# Examining Racial Discrimination in the US Job Market

### Background
Racial discrimination continues to be pervasive in cultures throughout the world. Researchers examined the level of racial discrimination in the United States labor market by randomly assigning identical résumés to black-sounding or white-sounding names and observing the impact on requests for interviews from employers.

### Data
In the dataset provided, each row represents a resume. The 'race' column has two values, 'b' and 'w', indicating black-sounding and white-sounding. The column 'call' has two values, 1 and 0, indicating whether the resume received a call from employers or not.

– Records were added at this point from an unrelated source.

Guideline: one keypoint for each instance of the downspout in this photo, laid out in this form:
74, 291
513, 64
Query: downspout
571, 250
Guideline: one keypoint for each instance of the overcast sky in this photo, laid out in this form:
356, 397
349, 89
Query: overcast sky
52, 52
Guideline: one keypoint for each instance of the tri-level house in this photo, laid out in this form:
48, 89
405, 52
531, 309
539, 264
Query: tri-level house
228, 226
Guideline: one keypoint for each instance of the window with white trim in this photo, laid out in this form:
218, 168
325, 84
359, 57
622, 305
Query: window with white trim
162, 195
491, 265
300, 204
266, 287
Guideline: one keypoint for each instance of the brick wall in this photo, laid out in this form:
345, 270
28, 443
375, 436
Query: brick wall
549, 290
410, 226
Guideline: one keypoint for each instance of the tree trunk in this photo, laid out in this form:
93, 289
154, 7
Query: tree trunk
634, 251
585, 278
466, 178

Note that the 'b' and 'w' values in race are assigned randomly to the resumes when presented to the employer.

### Exercises
You will perform a statistical analysis to establish whether race has a significant impact on the rate of callbacks for resumes.

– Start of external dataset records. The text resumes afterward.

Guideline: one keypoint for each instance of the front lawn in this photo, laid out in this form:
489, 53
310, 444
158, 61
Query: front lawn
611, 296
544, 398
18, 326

Answer the following questions **in this notebook below and submit to your Github account**. 

   1. What test is appropriate for this problem? Does CLT apply?
   2. What are the null and alternate hypotheses?
   3. Compute margin of error, confidence interval, and p-value. Try using both the bootstrapping and the frequentist statistical approaches.
   4. Write a story describing the statistical significance in the context or the original problem.
   5. Does your analysis mean that race/name is the most important factor in callback success? Why or why not? If not, how would you amend your analysis?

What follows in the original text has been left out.